Eunice Newton Foote rarely gets the credit she's due. In 1856, she theorized that changes in carbon dioxide in the atmosphere could affect the Earth's temperature, arriving at her breakthrough through experimentation. With an air pump, two glass cylinders, and four thermometers, she tested the impact of "carbonic acid gas" (the term for carbon dioxide in her day) against "common air." When placed in the sun, she found the cylinder with carbon dioxide trapped more heat and stayed hot longer. From this simple experiment, Foote connected the dots between carbon dioxide and planetary warming—and she did it more than 160 years ago.

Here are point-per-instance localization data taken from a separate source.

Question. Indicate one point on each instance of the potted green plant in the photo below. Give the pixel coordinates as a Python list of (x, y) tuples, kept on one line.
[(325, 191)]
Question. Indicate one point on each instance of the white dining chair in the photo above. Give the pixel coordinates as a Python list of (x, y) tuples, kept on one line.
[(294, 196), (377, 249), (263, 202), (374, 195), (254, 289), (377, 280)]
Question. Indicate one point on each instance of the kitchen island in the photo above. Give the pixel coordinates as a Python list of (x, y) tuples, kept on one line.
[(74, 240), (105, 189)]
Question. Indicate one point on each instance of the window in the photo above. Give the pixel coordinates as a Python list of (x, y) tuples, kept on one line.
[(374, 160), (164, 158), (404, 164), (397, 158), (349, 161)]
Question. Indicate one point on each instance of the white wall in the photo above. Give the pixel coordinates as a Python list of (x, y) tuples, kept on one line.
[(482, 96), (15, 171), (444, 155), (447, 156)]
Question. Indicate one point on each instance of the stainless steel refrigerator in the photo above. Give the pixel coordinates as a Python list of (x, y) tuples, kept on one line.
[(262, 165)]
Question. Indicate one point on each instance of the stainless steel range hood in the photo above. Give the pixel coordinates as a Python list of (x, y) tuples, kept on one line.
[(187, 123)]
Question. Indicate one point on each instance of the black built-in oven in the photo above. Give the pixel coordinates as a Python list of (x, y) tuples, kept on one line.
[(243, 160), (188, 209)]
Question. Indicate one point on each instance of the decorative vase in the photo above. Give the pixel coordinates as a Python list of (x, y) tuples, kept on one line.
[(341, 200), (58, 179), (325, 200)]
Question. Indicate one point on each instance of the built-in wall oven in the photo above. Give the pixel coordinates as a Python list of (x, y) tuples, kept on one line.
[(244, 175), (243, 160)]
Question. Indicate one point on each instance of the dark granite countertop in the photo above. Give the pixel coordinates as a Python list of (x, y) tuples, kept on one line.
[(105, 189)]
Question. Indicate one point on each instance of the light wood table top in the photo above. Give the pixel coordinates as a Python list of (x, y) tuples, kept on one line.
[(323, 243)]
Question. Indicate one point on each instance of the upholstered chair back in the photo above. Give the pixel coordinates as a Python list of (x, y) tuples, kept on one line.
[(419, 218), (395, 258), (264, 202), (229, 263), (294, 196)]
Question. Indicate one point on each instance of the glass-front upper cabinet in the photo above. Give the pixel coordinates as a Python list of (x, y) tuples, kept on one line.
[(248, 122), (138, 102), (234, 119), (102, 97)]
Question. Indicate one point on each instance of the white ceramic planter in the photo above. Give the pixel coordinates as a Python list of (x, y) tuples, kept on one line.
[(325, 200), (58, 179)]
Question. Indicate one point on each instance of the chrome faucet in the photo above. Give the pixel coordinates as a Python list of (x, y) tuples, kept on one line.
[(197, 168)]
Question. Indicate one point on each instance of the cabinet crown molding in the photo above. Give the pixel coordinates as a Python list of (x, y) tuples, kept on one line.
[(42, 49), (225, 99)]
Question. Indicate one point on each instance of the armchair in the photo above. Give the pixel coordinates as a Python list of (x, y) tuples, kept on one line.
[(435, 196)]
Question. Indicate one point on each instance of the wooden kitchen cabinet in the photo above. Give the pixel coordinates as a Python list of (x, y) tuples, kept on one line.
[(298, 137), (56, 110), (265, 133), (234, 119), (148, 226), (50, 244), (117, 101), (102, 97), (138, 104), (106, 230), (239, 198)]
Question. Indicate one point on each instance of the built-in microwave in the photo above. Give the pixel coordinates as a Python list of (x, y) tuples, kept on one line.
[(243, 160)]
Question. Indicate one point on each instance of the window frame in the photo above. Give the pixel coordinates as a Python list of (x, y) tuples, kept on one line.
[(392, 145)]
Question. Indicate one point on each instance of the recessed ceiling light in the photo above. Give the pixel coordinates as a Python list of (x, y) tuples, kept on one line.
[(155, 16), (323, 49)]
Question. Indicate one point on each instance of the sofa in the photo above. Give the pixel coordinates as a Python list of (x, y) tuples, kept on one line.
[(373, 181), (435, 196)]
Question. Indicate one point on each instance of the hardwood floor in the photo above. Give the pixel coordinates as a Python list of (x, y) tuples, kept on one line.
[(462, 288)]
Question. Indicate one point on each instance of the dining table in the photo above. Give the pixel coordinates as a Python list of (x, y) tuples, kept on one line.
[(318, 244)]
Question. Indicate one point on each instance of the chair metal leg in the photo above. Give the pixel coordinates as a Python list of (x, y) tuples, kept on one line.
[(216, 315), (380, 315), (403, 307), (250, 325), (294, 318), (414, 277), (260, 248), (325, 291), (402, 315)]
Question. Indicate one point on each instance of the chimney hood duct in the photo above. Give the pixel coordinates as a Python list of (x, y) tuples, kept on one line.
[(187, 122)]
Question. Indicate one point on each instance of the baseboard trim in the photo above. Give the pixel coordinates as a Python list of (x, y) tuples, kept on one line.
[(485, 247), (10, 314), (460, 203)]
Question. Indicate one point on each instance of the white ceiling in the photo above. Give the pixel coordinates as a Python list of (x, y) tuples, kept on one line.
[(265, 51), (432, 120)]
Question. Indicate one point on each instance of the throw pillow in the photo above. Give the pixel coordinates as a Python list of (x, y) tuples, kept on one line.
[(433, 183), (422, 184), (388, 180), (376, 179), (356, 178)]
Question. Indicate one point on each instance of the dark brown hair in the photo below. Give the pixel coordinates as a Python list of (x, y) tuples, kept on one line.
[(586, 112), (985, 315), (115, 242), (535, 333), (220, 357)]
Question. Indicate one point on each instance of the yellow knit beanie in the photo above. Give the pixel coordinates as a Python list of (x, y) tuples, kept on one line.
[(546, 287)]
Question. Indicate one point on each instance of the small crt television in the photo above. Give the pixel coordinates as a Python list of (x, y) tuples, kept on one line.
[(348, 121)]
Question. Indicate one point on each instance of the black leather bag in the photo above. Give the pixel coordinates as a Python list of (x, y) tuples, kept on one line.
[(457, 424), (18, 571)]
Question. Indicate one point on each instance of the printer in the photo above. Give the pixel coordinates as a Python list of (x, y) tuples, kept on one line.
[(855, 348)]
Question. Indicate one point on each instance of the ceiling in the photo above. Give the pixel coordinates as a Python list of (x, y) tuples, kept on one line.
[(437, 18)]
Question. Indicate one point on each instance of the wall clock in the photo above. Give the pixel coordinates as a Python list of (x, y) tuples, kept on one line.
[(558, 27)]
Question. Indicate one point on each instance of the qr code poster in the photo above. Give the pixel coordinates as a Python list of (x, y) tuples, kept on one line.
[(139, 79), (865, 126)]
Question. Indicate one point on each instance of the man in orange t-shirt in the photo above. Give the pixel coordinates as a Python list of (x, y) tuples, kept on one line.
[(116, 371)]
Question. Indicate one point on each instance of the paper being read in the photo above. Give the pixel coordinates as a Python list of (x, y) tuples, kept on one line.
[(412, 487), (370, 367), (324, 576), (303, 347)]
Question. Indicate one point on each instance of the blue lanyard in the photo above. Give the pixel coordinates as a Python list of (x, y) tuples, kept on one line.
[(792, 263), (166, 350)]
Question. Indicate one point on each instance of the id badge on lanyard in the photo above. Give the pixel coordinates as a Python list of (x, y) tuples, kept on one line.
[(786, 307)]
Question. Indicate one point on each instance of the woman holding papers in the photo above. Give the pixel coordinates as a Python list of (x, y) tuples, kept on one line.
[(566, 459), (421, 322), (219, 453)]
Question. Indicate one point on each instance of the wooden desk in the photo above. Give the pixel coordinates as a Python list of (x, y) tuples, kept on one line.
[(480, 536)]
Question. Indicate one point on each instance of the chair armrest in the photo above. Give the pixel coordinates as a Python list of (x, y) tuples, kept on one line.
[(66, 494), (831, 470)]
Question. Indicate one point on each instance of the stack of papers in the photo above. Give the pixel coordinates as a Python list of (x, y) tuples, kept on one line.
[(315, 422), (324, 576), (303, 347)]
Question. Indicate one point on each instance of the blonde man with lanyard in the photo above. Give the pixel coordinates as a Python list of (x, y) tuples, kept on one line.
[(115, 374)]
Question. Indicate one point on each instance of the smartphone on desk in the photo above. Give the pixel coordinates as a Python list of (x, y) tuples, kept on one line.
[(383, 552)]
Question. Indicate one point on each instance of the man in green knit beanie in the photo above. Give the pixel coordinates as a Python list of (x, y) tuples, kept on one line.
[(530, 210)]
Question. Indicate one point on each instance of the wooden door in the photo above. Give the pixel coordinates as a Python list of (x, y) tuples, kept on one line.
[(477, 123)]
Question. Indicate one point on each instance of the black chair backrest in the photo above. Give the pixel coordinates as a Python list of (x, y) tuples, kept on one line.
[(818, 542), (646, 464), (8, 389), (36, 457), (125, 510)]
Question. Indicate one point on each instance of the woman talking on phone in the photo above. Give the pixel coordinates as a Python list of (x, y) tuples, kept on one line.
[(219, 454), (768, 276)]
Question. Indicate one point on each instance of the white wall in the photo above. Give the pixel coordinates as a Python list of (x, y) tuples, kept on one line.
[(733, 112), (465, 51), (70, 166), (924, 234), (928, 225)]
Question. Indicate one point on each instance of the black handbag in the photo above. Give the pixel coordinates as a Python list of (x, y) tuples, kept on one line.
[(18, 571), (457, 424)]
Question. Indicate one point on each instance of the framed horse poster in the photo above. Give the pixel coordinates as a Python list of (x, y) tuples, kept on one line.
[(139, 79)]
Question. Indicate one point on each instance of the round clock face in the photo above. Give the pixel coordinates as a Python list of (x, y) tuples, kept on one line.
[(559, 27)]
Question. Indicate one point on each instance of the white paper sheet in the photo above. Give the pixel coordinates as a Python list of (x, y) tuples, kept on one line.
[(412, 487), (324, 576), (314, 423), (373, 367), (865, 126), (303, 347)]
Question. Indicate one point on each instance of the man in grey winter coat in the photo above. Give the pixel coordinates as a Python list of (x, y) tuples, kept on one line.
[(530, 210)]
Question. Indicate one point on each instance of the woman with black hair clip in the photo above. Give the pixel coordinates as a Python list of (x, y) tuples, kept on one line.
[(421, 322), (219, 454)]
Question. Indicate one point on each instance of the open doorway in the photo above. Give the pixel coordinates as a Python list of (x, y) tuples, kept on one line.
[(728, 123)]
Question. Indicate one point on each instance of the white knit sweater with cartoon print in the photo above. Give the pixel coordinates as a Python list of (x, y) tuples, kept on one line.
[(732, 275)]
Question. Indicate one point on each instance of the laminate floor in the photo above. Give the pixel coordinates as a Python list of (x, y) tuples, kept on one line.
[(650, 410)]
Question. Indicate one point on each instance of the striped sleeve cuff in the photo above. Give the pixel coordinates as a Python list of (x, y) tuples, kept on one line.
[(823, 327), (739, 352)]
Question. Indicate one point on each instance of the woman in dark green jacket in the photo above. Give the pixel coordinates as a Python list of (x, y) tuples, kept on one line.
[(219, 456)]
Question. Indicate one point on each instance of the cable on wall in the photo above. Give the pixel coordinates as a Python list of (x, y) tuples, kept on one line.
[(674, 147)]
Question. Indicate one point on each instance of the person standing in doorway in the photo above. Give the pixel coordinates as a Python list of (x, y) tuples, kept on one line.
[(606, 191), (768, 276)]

Her paper, "Circumstances Affecting the Heat of Sun's Rays," was presented in August 1856 at a meeting of the American Association for the Advancement of Science and then published. That was three years before Irish physicist John Tyndall published his own more detailed work on heat-trapping gases, work typically credited as the foundation of climate science. Did Tyndall know about Foote's research? It's unclear, though he did have a paper on color blindness in the same issue of
The American Journal of Science and Arts as hers. In any case, we have to wonder if Eunice Newton Foote ever found herself remarking, as so many women have:
I literally just said that, dude.
Foote wasn't only a scientist. She was involved in the early movement for women's rights, too. Her name appears on the list of signatories to the 1848 Seneca Falls "Declaration of Sentiments"—a manifesto created during the first women's rights convention in the United States—right below famed suffragist Elizabeth Cady Stanton. Faithful to both science and equality, Foote, it seems, was a climate feminist.